The user supplies two refs upstream and head. upstream should be suitable for export as a
.orig.tar.gz
file [6], and it should be an ancestor of head.At source package build time, we want to construct a series of patches that
- Is guaranteed to apply to upstream
- Produces the same work tree as head, outside
./debian
- Does not touch
./debian
- As much as possible, matches the git history from upstream to head.
Condition (4) suggests we want something roughly like git
format-patch
upstream..head, removing those patches which are
only about Debian packaging. Because of (3), we have to be a bit
careful about commits that touch upstream and ./debian
. We also
want to avoid outputting patches that have been applied (or worse
partially applied) upstream. git patch-id
can help identify
cherry-picked patches, but not partial application.

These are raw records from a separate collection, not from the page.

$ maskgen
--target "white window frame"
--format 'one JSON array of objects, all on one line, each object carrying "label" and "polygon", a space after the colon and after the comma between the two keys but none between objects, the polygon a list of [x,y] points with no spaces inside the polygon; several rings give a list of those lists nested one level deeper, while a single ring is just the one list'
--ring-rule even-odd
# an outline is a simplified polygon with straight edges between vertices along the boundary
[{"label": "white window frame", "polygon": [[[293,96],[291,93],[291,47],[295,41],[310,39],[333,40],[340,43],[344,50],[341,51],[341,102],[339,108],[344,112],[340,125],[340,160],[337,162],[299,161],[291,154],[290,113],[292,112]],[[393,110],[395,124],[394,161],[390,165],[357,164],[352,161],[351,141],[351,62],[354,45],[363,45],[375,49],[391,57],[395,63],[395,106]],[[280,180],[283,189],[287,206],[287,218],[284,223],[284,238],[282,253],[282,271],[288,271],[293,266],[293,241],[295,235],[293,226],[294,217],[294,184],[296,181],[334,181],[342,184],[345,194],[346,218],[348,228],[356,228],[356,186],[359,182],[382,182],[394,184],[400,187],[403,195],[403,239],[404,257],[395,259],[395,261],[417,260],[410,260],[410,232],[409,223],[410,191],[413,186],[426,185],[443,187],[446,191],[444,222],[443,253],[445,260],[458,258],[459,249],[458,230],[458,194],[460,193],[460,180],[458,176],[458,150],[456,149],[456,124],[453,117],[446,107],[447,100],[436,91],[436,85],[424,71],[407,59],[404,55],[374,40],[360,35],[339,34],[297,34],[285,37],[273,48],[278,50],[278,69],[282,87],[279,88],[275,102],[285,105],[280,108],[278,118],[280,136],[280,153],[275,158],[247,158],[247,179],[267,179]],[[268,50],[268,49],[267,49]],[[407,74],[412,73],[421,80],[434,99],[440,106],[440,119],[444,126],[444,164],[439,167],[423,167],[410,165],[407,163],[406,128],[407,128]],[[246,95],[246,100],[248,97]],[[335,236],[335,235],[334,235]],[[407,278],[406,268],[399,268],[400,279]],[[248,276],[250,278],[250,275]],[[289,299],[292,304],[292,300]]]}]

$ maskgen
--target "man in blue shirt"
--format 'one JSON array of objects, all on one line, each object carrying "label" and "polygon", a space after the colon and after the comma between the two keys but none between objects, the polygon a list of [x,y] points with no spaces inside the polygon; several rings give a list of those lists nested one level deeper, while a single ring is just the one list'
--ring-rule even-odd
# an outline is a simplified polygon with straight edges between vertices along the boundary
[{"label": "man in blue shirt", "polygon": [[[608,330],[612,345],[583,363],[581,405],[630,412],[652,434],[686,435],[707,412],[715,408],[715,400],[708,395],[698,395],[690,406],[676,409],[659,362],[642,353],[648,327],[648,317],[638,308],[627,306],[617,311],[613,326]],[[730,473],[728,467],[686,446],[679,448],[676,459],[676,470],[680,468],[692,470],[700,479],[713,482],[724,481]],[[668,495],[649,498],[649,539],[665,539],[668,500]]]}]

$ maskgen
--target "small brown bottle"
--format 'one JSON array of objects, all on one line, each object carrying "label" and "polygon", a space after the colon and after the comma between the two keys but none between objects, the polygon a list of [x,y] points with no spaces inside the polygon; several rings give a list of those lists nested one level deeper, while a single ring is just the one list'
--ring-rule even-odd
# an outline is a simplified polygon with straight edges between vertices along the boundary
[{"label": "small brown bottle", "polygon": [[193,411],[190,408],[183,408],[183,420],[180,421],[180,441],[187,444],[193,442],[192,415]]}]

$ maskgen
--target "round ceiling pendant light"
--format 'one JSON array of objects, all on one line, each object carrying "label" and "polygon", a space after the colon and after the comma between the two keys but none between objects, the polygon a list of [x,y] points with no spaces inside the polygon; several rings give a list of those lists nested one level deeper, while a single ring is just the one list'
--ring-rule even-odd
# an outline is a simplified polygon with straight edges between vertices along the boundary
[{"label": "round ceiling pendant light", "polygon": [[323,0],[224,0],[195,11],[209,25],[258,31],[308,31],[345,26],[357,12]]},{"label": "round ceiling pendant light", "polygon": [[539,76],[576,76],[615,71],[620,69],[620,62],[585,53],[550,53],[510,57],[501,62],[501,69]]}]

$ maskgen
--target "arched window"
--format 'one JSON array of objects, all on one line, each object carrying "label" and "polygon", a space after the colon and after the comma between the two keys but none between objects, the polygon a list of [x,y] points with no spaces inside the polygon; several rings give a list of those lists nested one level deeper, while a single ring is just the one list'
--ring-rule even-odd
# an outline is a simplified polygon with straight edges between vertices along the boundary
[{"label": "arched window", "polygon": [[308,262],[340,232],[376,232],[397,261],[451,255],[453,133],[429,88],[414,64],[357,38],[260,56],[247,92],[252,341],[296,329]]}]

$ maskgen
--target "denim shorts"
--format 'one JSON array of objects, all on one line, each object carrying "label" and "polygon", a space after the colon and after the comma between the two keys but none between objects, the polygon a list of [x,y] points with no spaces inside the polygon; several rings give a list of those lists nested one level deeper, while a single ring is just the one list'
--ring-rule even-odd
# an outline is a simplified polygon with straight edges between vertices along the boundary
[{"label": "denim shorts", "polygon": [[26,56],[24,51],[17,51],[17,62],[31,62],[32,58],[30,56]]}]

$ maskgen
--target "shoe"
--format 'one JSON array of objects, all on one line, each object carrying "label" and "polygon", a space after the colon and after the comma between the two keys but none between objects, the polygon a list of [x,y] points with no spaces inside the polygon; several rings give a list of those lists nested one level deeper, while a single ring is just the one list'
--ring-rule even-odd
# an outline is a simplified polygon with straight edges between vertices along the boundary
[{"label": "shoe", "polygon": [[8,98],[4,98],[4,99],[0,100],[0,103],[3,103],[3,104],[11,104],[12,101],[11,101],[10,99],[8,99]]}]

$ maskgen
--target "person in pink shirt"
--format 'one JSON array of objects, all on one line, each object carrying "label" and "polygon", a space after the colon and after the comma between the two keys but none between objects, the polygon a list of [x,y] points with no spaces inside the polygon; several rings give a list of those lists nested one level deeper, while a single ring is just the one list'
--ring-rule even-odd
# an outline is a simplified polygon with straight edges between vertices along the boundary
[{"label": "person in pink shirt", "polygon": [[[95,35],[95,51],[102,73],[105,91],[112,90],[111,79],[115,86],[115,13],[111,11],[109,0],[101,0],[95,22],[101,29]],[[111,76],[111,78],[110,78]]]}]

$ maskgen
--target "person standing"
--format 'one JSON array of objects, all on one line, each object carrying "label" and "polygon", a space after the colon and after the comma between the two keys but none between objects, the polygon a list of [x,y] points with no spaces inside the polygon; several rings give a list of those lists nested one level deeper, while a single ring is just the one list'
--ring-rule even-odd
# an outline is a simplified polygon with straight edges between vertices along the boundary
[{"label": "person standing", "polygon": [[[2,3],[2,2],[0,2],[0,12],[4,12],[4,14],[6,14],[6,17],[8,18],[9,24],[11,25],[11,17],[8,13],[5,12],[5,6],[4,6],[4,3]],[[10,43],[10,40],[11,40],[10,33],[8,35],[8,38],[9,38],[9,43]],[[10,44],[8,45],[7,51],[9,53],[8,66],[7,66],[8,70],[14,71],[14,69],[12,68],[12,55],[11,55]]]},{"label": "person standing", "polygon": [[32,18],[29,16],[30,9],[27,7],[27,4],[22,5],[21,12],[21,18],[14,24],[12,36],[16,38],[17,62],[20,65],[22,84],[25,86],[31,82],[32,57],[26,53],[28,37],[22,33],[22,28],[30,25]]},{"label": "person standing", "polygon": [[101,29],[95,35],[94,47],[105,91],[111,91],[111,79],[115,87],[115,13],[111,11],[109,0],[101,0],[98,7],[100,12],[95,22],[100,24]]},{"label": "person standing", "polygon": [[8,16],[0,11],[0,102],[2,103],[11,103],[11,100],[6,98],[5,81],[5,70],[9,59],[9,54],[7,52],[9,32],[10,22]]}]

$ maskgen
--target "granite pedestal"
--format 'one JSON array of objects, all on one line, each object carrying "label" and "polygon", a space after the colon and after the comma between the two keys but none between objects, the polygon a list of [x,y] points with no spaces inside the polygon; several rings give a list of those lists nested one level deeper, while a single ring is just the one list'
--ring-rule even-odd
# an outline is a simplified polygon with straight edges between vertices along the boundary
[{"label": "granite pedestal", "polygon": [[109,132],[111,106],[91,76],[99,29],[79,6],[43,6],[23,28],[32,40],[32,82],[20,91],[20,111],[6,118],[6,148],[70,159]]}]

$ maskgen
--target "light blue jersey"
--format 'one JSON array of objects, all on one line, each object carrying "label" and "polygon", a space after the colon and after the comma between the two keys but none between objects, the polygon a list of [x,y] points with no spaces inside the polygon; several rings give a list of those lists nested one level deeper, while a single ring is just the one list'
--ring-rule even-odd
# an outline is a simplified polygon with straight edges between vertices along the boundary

Eventually I arrived at the following strategy.
Use git-filter-branch to construct a copy of the history upstream..head with ./debian (and for technical reasons .pc) excised.
Filter these commits to remove e.g. those that are present exactly upstream, or those that introduces no changes, or changes unrepresentable in a patch.
Try to revert the remaining commits, in reverse order. The idea here is twofold. First, a patch that occurs twice in history because of merging will only revert the most recent one, allowing earlier copies to be skipped. Second, the state of the temporary branch after all successful reverts represents the difference from upstream not accounted for by any patch.
Generate a "fixup patch" accounting for any remaining differences, to be applied before any if the "nice" patches.
Cherry-pick each "nice" patch on top of the fixup patch, to ensure we have a linear history that can be exported to quilt. If any of these cherry-picks fail, abort the export.
Yep, it seems over-complicated to me too.
TL;DR: Show me the code.
You can clone my current version from
git://pivot.cs.unb.ca/gitpkg.git
This provides a script "git-debcherry" which does the history linearization discussed above. In order to test out how/if this works in your repository, you could run
git-debcherry --stat $UPSTREAM
For actual use, you probably want to use something like
git-debcherry -o debian/patches
There is a hook in hooks/debcherry-deb-export-hook
that does this at
source package export time.
I'm aware this is not that fast; it does several expensive operations. On the other hand, you know what Don Knuth says about premature optimization, so I'm more interested in reports of when it does and doesn't work. In addition to crashing, generating multi-megabyte "fixup patch" probably counts as failure.
Notes
This first part doesn't seem too Debian or git specific to me, but I don't know much concrete about other packaging workflows or other version control systems.
Another variation is to have a patched upstream branch and merge that into the Debian packaging branch. The trade-off here that you can simplify the patch export process a bit, but the repo needs to have taken this disciplined approach from the beginning.
git-dpm merges the patched upstream into the Debian branch. This makes the history a bit messier, but seems to be more robust. I've been thinking about trying this out (semi-manually) for gitpkg.
See e.g. exporting. Although I did not then know the many surprising and horrible things people do in packaging histories, so it probably didn't work as well as I thought it did.
It's doable, but one ends up spending about a bunch lines of code on duplicating basic git functionality; e.g. there is no real support for tags of notes.
Since as far as I know quilt has no way of deleting files except to list the content, this means in particular exporting upstream should yield a DFSG Free source tree.